This post originally ran on Juan Cole’s Web page.

The Associated Press article on the Ukrainian hijacker who tried to divert a plane to Sochi on Friday is interesting for the words it does not use. (I’m not picking on AP– all the other articles on this subject are like this one in this regard.)

This Ukrainian man had political discontents about his own country of Ukraine, which appears to be one of his motivations in trying to grab the limelight in Sochi. He told the crew that he had placed a bomb on the plane.

The crew of the airplane cleverly diverted to Istanbul and told the hijacker it was Sochi. Negotiators then got him to let the passengers go. Security men mingled among the departing passengers and then grabbed the hijacker. They found no sign of a bomb on the plane.

Note that this Ukrainian, presumably an Eastern Orthodox Christian, threatened to blow up an airplane full of innocents.

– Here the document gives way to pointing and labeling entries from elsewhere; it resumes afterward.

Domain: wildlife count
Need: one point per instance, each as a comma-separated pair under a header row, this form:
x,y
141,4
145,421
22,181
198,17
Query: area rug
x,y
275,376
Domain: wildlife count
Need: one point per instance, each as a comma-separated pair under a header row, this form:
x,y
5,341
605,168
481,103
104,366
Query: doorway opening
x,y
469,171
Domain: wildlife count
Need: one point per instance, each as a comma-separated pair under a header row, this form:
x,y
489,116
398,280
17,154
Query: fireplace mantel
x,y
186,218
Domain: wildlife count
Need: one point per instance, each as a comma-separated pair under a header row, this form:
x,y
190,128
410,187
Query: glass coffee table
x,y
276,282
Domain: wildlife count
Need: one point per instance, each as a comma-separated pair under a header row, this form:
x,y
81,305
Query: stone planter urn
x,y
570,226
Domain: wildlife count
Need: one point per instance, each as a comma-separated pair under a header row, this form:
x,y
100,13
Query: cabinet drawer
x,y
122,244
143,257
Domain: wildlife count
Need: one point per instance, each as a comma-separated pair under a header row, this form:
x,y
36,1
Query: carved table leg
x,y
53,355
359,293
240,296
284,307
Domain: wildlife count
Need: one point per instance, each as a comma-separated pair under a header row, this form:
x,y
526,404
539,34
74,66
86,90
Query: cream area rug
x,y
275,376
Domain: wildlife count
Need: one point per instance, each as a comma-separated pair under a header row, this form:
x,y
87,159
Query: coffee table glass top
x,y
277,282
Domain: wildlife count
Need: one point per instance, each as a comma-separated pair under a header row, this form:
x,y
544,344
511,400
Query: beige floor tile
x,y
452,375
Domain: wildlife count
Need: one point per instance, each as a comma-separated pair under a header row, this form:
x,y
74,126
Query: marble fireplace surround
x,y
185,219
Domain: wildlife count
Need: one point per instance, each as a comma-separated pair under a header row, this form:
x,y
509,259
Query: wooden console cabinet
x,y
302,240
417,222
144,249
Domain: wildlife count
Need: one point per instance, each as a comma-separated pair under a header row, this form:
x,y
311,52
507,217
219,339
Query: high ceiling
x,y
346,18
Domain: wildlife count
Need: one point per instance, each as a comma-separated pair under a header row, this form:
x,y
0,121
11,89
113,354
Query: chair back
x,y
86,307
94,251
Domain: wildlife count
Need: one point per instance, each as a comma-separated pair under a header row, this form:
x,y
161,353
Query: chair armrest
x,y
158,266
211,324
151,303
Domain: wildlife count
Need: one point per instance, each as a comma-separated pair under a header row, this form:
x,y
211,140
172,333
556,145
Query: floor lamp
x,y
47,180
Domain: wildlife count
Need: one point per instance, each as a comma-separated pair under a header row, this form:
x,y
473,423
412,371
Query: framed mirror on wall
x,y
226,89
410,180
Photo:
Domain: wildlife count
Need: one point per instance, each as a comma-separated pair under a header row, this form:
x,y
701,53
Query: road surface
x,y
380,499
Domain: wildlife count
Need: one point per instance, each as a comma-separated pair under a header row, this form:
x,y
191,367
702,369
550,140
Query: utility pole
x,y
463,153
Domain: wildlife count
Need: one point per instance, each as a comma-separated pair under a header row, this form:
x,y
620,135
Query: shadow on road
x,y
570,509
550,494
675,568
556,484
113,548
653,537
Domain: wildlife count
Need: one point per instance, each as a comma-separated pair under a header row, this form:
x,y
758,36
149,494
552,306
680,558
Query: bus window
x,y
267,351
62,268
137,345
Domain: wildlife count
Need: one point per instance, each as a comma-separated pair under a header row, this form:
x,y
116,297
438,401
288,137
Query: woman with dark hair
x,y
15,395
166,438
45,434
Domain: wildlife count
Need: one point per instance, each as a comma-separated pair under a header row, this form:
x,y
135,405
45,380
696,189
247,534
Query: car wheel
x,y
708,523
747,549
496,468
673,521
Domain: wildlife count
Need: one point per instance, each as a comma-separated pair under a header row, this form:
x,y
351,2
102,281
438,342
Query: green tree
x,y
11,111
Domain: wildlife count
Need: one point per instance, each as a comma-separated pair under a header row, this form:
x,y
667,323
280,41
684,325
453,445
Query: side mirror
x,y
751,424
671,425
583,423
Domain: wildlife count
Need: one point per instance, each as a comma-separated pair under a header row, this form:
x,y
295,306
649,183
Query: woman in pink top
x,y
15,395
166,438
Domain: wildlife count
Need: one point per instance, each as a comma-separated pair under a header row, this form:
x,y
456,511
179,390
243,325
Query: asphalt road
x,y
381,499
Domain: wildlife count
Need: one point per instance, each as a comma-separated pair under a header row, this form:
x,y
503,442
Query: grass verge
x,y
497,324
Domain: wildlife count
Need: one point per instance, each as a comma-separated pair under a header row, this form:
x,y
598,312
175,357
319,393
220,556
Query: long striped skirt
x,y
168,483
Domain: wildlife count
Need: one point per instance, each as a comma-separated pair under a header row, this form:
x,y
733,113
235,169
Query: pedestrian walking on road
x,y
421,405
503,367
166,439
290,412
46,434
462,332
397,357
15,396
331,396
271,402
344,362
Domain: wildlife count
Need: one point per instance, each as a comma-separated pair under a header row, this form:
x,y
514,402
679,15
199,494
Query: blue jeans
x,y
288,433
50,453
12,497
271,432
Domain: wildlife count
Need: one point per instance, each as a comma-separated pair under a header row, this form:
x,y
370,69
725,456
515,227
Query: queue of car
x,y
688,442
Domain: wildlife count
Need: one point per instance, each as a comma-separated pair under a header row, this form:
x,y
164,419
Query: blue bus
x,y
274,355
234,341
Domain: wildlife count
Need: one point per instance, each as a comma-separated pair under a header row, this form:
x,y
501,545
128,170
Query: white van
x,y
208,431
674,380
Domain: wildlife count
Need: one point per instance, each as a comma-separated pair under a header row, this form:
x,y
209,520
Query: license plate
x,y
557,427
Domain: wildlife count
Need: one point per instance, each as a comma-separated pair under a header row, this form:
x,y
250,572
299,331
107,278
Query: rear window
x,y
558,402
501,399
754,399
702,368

He was foiled by Turkish Muslims.

The articles on the Ukrainian hijacker do not refer to him as a “terrorist,” even though threatening to blow up a plane in order to make a political point is clearly terrorism by most definitions of the word.

If the hijacker had been a Muslim, the press would certainly have declared him a terrorist and the fact that he threatened to bomb the plane would not have been taken lightly.

Now it is being said that he was very drunk. Next we will begin hearing that the Ukrainian hijacker is mentally unbalanced. But Muslims who act in this crazy way are never viewed as troubled loners even when it seems pretty obvious that that is what they are.

That Muslim Turks are among the heroes of this story won’t be mentioned explicitly by any of the Islamophobic web sites who constantly stalk innocent Muslims.